In 2011, at the height of the campaign against the Gillard government’s proposed means-testing of the private health insurance rebate, consultants Deloitte released a report with dire predictions for the future of the industry. It claimed the new legislation would lead to 2.8 million Australians dropping their private health insurance over the next five years, with 554,000 going in the first year alone.
Nine months after the implementation of the means test, the data is in. Were the fears founded?
First, some background. From July 1 last year the government’s changes to the private health insurance rebate came into effect. Singles earning over $84,000 (or double that for couples or families) were no longer eligible for the complete minimum 30% refund on health insurance premiums, and were instead divided into three tiers based on income.
Treasury estimated the change would have a minimal effect, with at most 25,000 customers dropping their policies (more than 12.5 million Australians currently have some form of private health cover). The insurance lobby claimed that any changes would have serious consequences for policy-holders and the industry in general. Their primary ammunition was this Deloitte report, based on an ANOP Research/Newspoll survey of 2000 households with private health insurance.

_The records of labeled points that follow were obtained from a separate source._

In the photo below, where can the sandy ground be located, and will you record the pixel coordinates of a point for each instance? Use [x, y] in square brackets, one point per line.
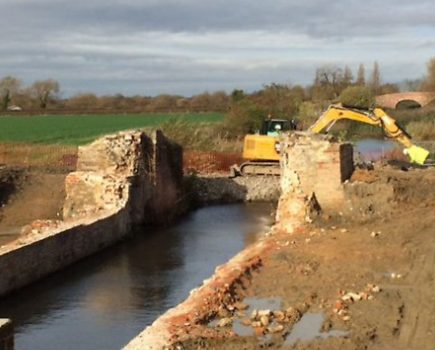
[27, 196]
[369, 271]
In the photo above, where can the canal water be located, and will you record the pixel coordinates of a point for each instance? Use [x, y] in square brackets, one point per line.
[104, 301]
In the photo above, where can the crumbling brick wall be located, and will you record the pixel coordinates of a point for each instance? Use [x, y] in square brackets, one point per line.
[128, 169]
[314, 168]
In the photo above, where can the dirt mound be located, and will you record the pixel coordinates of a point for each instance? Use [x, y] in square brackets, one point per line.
[27, 196]
[385, 190]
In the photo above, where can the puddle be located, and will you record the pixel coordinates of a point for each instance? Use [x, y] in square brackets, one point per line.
[308, 328]
[255, 304]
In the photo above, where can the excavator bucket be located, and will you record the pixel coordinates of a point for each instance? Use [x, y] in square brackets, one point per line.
[417, 154]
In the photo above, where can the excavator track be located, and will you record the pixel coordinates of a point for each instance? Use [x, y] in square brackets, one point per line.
[260, 169]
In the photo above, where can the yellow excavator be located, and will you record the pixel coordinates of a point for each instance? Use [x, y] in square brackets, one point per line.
[261, 151]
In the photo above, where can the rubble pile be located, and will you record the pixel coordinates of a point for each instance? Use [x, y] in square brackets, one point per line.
[105, 169]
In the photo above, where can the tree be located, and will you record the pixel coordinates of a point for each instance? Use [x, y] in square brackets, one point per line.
[44, 90]
[375, 81]
[82, 101]
[9, 86]
[357, 97]
[347, 77]
[361, 75]
[429, 81]
[328, 83]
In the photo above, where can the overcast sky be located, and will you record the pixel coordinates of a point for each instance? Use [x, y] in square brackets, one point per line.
[148, 47]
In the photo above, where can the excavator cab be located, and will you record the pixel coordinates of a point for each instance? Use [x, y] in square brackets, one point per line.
[261, 150]
[272, 127]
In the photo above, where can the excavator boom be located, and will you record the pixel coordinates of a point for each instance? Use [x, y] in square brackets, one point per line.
[377, 117]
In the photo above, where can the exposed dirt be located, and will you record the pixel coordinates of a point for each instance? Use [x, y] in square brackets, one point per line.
[382, 250]
[27, 196]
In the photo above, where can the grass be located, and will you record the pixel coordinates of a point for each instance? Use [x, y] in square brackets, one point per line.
[82, 129]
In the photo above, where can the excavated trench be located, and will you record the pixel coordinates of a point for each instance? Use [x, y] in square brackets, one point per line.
[105, 300]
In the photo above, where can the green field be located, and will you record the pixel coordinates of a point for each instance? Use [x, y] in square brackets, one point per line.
[81, 129]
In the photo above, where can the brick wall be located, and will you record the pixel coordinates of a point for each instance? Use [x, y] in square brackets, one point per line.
[314, 168]
[123, 180]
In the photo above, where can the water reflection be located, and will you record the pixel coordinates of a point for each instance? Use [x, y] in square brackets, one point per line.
[104, 301]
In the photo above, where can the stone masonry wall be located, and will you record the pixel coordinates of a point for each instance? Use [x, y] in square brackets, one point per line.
[314, 168]
[122, 180]
[6, 335]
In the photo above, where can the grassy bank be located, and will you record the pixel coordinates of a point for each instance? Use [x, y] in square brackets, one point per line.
[81, 129]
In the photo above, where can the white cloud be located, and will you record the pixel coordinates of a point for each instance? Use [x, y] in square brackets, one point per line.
[189, 46]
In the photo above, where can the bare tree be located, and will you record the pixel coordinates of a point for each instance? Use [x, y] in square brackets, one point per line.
[361, 76]
[9, 86]
[330, 78]
[347, 76]
[44, 90]
[375, 81]
[429, 81]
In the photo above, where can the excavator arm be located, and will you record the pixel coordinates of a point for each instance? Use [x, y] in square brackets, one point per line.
[376, 117]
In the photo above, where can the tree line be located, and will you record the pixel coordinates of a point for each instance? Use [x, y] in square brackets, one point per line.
[279, 99]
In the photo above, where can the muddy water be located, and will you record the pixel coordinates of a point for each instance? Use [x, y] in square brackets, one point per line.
[104, 301]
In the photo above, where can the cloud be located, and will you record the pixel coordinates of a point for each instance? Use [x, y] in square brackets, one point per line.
[136, 46]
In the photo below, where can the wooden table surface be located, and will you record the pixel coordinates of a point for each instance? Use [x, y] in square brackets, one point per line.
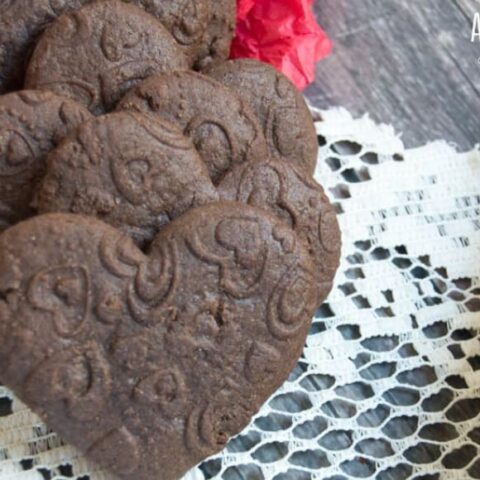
[410, 63]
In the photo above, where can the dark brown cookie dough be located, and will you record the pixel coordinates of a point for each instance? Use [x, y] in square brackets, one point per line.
[31, 124]
[150, 364]
[205, 28]
[295, 197]
[21, 22]
[223, 128]
[97, 53]
[218, 38]
[287, 123]
[134, 171]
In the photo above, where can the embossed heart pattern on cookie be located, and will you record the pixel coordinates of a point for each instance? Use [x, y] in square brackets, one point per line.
[137, 359]
[170, 255]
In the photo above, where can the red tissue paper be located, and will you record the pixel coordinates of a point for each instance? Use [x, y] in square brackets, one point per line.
[283, 33]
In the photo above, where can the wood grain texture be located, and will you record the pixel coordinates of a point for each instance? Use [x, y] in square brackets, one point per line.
[408, 63]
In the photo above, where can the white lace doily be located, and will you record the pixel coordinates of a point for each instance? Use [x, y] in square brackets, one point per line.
[388, 387]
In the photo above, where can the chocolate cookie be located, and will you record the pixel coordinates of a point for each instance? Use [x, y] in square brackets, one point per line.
[217, 41]
[205, 28]
[222, 127]
[295, 197]
[280, 107]
[150, 364]
[136, 172]
[21, 22]
[31, 124]
[97, 53]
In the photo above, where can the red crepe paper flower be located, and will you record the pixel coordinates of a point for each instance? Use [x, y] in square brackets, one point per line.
[283, 33]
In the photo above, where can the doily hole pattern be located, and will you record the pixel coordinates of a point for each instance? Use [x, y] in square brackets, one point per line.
[388, 386]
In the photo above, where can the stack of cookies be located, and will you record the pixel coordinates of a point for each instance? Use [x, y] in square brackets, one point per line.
[164, 244]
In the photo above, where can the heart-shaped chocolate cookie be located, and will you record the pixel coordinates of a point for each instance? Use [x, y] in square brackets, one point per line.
[292, 195]
[136, 172]
[150, 363]
[32, 123]
[223, 128]
[278, 105]
[95, 54]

Its main finding was that means-testing would result in up to 2.8 million Australians dropping their general treatment insurance over the first five years. It also claimed 1.6 million would abandon their private hospital cover, and up to half of all policy-holders (around 5.7 million people) would downgrade their coverage.
The report also estimated that this mass departure would cause formerly private hospital patients to flood the public health system, costing the government an estimated $3.8 billion dollars. Queensland Health Minister Laurence Springborg said he anticipated Queensland’s hospitals would become increasingly overloaded.
Based on these figures, The Sydney Morning Herald wrote that the legislation would cause an “exodus” from private health insurance providers. The Australian quoted ANOP Research chairman Rod Cameron, who said “very significant percentages are going to drop or downgrade for hospital and even bigger numbers in terms of dropping … their extras cover”. Even a year after its release, News.com.au used the report in “Fear of mass exit from private health if rebate cut“.
But according to the Private Health Insurance Administrative Council, the real picture one year on is nothing like the prediction. In fact, it’s pretty much business as usual.
Rather than half a million people cancelling their general treatment policies, private health insurance providers have grown by 251,000 in the first three quarters of the year. Instead of 175,000 dropping their private hospital cover, a net 182,000 new people signed up.
Shaun Gath, CEO of the Private Health Insurance Administration Council, says despite the changes to the rebate it’s business as usual in the health insurance sector. “We never accepted that [Deloitte’s figures] were likely to be the case,” he told Crikey. “The growth has been normal to a little bit better than normal. We like that rate of growth; it’s good but not fast enough to put pressure on the system.”
With the number of Australians in private health insurance growing steadily, predictions of a rush on public-funded hospitals are unlikely to eventuate. The number of Queenslanders with private health insurance grew by 51,000 over the last nine months.
The report’s final prediction of Australians downgrading their health insurance is more difficult to test. Given its complicated nature, what would or would not be considered a “downgrade” is subjective. PHIAC doesn’t have any statistics on the subject and Gath considers the matter a “judgement call”.
“One man’s downgrading is another man’s rational consumer choice,” he said. “People are entitled to move their type of cover up and down over their lives. It’s not a sort of language that I want to embrace. It seems to denigrate the choices of consumers.”
Deloitte and Private Healthcare Australia were contacted for this piece but weren’t able to respond by deadline. Regardless, we’re rating this one a load of rubbish.